Lewati ke konten
Idul Fitri Almalik Pababari Idul Fitri Almalik Pababari

EKSKLUSIF Wawancara dengan Satgas Dana Desa: Sejauh Mana Perannya dalam Mengawasi Dana Desa?

EKSKLUSIF Wawancara dengan Satgas Dana Desa: Sejauh Mana Perannya dalam Mengawasi Dana Desa? - Desapedia

Redaksi Desapedia.id bersama Anggota Satgas Dana Desa, Erif Helmi (kiri) dan jajarannya. (Desapedia.id)

Jakarta, desapedia.id – Dana Desa yang bersumber dari APBN dalam kurun waktu 2015 sampai 2019 sebesar Rp257 triliun, dan tidak pernah mengalami penurunan setiap tahunnya.
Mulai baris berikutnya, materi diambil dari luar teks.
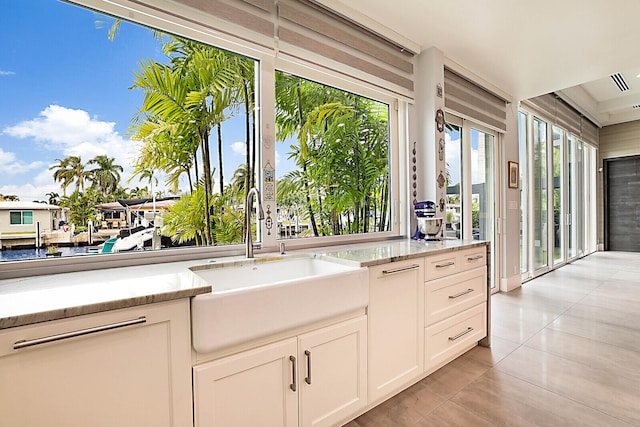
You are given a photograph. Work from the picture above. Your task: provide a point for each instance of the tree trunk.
(206, 164)
(221, 173)
(384, 205)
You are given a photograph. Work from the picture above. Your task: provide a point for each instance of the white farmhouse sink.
(265, 296)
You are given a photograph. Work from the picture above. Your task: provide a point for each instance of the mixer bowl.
(430, 226)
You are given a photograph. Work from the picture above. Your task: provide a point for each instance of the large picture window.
(333, 160)
(153, 137)
(132, 131)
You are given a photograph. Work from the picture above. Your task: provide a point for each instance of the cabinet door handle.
(448, 264)
(468, 291)
(293, 386)
(308, 377)
(461, 334)
(72, 334)
(401, 269)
Hal ini tentu menjadi capaian yang patut disyukuri khususnya untuk mempercepat pembangunan dan kesejahteraan desa.

Dana Desa sebesar itu diiringi oleh pelaksanaan pembinaan dan pengawasan sebagaimana telah diamanatkan dalam UU Desa. Pemerintah melalui Kemendes PDTT kemudian menerjemahkan pembinaan dan pengawasan Dana Desa tersebut melalui pembentukan Satgas Dana Desa sejak Juli 2017.
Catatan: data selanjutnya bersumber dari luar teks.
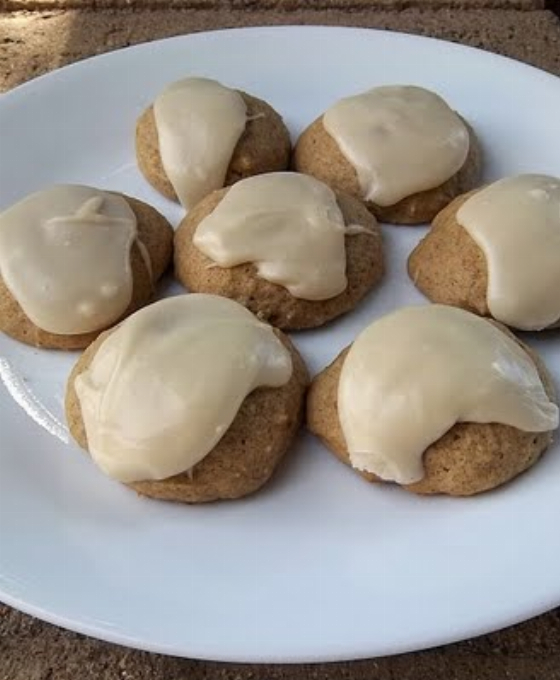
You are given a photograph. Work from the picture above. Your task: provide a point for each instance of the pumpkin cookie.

Kini, tepat di bulan Juli 2019, kiprah dan keberadaan Satgas Dana Desa telah memasuki tahun kedua. Berikut petikan wawancara singkat Desapedia.id dengan Erif Hilmi, Sekretaris Satgas Dana Desa, di Kantor Satgas Dana Desa, Jakarta, Rabu (24/7/2019).

Seperti apa peran Satgas Dana Desa dalam mengawasi Dana Desa di Indonesia?

Bicara tentang Dana Desa, kami ini bekerja lebih pada menangani pengaduan masyarakat. Dalam melakukan pengawasan, kami membagi dalam empat klaster (kelompok) permasalahan.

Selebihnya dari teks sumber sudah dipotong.